O vereador Toni colocou que todos os gestores que assumiram a cidade, por pior que ela estivesse sempre deram conta de resolver os problemas. O vereador questionou então por que nao foram retirados os entulhos de toda a cidade, assim como por que não são utilizados caminhões maiores para fazer a coleta, sendo que Narciso respondeu que primeiramente foi feita a capina e regularizaram o recolhimento, ficando poucos pontos sem recolhimento. Já sobre os veículos esclareceu que as laterais foram aumentadas para aumentar a capacidade, e que na licitação o exigido é que os caminhões seja impermeabilizados, cobertos com lona e proteções na laterais, já que financeiramente é o que temos condições de exigir. Sobre a ponte o vereador criticou a demora e afirmou que uma medida paliativa deveria ter sido tomada, já que mais de 100 famílias dependem  da ponte. Narciso respondeu que não concorda e que a responsabilidade é sua, inclusive criminal. Sobre a demora, declarou que a instabilidade do solo, mais as dificuldades técnicas e financeiras contribuíram para a demora.

A vereadora Valéria questionou se a licitação é feita por veículos ou para coleta toda, e o secretário respondeu que para a coleta toda e que a prefeitura sugere 4 veículos. A vereadora declarou então estar preocupada com a possibilidade de as empresas que participarem da licitação não aceitarem as condições.

Posteriormente Valéria fez um pedido veemente: “sabemos da sua intenção de querer fazer as coisas de forma mais correta possível, mas discordo com relação a algumas situações como as estradas, por exemplo. Há lugares extremamente perigos, que colocam em risco nossas vidas e nossos veículos, que são uma necessidade. Precisamos de paliativos urgentes, secretário. Não dá mais para esperar!”.

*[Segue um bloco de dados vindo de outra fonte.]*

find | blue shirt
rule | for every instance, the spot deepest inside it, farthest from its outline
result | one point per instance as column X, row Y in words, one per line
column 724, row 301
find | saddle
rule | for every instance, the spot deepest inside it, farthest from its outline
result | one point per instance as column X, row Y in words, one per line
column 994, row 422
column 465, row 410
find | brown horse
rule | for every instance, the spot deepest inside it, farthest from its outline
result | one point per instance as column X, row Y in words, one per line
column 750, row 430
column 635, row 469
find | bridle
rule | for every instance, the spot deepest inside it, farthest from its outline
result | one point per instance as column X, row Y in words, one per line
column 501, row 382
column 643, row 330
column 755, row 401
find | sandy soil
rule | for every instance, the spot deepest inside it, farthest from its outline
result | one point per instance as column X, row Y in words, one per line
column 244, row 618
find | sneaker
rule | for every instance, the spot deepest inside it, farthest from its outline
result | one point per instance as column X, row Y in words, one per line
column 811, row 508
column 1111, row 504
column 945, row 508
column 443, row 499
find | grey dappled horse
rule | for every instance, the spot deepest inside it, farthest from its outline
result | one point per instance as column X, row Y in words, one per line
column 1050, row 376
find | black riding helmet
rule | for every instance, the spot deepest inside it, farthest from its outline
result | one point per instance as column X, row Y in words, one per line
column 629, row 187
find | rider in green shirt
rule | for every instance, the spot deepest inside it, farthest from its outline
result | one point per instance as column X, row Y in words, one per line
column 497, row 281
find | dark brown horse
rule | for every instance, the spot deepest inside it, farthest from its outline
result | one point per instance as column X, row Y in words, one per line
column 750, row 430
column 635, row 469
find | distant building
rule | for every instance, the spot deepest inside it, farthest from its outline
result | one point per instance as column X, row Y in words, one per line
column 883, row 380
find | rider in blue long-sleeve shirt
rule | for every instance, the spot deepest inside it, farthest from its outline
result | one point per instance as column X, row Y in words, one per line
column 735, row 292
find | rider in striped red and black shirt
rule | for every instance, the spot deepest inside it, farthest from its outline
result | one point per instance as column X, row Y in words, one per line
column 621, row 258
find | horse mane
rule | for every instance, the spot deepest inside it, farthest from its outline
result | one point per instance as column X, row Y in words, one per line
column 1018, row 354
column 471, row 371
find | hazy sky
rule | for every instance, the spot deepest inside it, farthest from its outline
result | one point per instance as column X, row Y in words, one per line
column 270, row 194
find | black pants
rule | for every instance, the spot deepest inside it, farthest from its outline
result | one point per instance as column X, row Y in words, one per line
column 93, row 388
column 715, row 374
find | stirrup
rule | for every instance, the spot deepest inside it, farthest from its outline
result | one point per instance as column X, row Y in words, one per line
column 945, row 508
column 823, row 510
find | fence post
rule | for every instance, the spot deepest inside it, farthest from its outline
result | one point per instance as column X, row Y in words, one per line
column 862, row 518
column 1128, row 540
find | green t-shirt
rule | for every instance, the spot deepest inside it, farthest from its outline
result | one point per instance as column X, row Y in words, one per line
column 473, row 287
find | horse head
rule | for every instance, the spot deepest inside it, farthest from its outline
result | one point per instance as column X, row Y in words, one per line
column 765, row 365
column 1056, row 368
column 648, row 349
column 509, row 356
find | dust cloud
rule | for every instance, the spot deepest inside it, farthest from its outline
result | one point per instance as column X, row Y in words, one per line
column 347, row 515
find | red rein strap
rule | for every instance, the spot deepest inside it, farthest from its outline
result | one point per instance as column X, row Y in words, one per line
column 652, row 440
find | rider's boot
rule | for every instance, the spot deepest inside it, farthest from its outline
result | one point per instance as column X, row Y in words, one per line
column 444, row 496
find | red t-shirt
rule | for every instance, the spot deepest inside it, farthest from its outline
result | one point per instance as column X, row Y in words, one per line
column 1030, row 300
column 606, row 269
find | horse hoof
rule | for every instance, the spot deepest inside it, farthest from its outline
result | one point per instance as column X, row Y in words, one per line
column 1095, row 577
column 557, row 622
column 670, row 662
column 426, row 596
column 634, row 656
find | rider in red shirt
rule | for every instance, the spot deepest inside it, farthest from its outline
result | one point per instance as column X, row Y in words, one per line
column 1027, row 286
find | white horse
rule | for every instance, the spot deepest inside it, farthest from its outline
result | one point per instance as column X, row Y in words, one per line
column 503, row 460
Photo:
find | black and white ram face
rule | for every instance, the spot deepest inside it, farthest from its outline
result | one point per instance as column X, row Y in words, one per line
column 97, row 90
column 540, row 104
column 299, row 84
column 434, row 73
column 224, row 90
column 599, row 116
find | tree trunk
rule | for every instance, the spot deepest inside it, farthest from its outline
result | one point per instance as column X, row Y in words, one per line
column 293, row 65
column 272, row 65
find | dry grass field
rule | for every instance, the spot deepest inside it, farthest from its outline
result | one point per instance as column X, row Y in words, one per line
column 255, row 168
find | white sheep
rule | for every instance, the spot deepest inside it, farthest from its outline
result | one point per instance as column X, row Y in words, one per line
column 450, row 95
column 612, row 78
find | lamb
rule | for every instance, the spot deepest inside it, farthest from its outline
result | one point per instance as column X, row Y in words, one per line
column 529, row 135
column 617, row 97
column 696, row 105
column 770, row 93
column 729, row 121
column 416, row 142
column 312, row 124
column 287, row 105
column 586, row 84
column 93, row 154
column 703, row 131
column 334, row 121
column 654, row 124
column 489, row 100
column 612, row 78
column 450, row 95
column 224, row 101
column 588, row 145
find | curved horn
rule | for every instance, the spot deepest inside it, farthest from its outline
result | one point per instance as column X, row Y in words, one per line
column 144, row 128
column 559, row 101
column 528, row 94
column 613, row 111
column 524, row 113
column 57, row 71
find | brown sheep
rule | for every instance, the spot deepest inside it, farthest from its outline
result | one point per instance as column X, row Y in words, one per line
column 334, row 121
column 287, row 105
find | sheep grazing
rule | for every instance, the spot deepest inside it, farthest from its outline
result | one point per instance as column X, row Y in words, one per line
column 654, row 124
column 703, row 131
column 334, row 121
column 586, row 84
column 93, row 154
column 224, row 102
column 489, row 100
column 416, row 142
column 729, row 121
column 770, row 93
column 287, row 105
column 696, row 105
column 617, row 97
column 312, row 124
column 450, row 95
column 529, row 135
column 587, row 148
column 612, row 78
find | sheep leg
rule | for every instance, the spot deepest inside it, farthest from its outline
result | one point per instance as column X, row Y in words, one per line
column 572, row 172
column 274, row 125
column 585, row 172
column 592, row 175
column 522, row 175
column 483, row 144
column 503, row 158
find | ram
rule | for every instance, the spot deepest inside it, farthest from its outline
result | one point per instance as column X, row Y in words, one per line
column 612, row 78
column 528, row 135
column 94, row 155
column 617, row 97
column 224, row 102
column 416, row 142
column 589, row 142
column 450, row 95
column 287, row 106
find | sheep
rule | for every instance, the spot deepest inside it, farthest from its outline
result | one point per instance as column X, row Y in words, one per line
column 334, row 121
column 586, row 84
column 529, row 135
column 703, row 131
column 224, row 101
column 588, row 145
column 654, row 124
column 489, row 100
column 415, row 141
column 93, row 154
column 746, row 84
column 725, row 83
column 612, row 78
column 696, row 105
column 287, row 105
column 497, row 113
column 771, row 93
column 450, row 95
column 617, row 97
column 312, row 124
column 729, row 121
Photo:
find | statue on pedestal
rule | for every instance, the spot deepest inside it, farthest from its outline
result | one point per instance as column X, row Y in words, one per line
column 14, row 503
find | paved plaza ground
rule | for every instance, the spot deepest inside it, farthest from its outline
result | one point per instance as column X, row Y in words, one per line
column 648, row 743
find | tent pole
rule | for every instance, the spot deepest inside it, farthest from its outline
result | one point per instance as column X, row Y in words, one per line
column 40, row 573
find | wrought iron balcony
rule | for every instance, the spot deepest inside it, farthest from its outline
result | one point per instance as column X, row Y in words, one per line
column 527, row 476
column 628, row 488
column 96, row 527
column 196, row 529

O vereador Edilson questionou o que será feito para coibir o deposito do lixo que está sendo feito de forma ilegal na saída do Boqueirão, e o secretário respondeu que a aquisição de containeres, através de licitação e colocado em pontos estratégicos da cidade seriam uma solução para que os comerciantes depositassem o lixo. O vereador solicitou então que seja feita a manutenção na “saída do Edimar”, onde o secretário respondeu que após o termino das chuvas será feita. Sobre a licitação, o vereador questionou se não for concluído o processo por falta de empresas o que será feito e o secretário respondeu que a discussão será feita novamente e um novo processo será iniciado.

O vereador Joabe lembrou então acerca do container que está localizado na Feira Municipal, que na verdade só piorou o problema, e solicitou uma atenção especial ao assunto.